Proteomic contributions to our understanding of vaccine and immune responses

Abstract

Vaccines are one of the greatest public health successes; yet, due to the empirical nature of vaccine design, we have an incomplete understanding of how the genes and proteins induced by vaccines contribute to the development of both protective innate and adaptive immune responses. While the advent of genomics has enabled new vaccine development and facilitated understanding of the immune response, proteomics identifies potentially new vaccine antigens with increasing speed and sensitivity. In addition, as proteomics is complementary to transcriptomic approaches, a combination of both approaches provides a more comprehensive view of the immune response after vaccination via systems vaccinology. This review details the advances that proteomic strategies have made in vaccine development and reviews how proteomics contributes to the development of a more complete understanding of human vaccines and immune responses.

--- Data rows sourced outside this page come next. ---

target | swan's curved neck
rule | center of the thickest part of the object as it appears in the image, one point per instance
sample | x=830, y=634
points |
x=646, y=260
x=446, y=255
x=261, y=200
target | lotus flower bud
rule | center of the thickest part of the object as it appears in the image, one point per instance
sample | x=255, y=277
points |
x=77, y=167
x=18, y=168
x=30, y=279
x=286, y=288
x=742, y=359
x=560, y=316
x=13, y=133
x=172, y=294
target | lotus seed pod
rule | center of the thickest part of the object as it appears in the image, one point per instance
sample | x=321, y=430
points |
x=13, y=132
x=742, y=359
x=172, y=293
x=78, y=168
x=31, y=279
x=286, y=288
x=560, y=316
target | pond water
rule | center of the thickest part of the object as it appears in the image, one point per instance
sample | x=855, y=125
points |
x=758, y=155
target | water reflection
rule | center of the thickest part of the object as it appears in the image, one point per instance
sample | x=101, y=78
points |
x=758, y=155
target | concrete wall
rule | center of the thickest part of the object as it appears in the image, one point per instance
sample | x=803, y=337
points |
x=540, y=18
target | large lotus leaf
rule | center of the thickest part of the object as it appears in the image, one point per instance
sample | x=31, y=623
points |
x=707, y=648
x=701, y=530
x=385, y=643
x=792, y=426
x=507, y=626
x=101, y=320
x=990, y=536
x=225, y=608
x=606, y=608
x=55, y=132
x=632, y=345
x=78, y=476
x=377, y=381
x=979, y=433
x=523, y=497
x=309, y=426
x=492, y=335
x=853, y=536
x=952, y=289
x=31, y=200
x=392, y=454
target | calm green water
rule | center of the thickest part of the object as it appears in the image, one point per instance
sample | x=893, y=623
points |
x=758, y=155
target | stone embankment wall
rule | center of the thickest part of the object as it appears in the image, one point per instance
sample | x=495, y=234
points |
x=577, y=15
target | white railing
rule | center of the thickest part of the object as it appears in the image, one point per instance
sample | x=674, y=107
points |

Keywords: Systems biology; Vaccine; Vaccinology.

Figure 1

Overview of the immune response after a vaccine is given. Vaccines mimic the natural infection. The innate immune system, comprised of macrophages, dendritic cells, natural killer cells, and neutrophils work through pattern recognition receptors on their surfaces to recognize pathogen-associated molecular patterns. These cells recruit other cells to the area and work for approximately three days to clear the antigen through endocytosis. Between days 3 and 7, antigen presenting cells help activate B and T cells by presenting antigen specific peptides. The adaptive immune response is specific to the antigen being fought. B cells secrete antibodies against the antigen, and cytotoxic T cells kill infected cells. B and T cells can become memory cells, which continuously circulate throughout the blood until reinfection. Memory immunity is the ultimate goal of vaccines. Cell icons reproduced from Janeway’s Immunobiology by Murphy, Kenneth; et al with permission of Garland Science via Copyright Clearance Center.

Figure 2

General outline of the vaccine development and production process highlighting areas where proteomics is used.

Figure 3

Ribbon model of a monomer of the influenza hemagglutinin protein. Blue represents the HA1 portion, and the green is the HA2 portion. HA1 contains the receptor-binding domain and is the main target of the immune responses. HA2 is the anchor of the virus and is responsible for the fusion of the envelope and cellular endosomal membranes.

Figure 4

Overview of systems vaccinology methods. Systems vaccinology aims to collect and integrate data from all components of the immune response. A combination of standardized immune serologic assays with the high-throughput transcriptomic, proteomic, and metabolomic measurements will provide the opportunity to predict immunologic protection from vaccines. [153]. Reprinted from Seminars in Immunology, 25, Li, S. et al., Systems biological approaches to measure and understand vaccine immunity in humans, 209–218, 2013, with permission from Elsevier.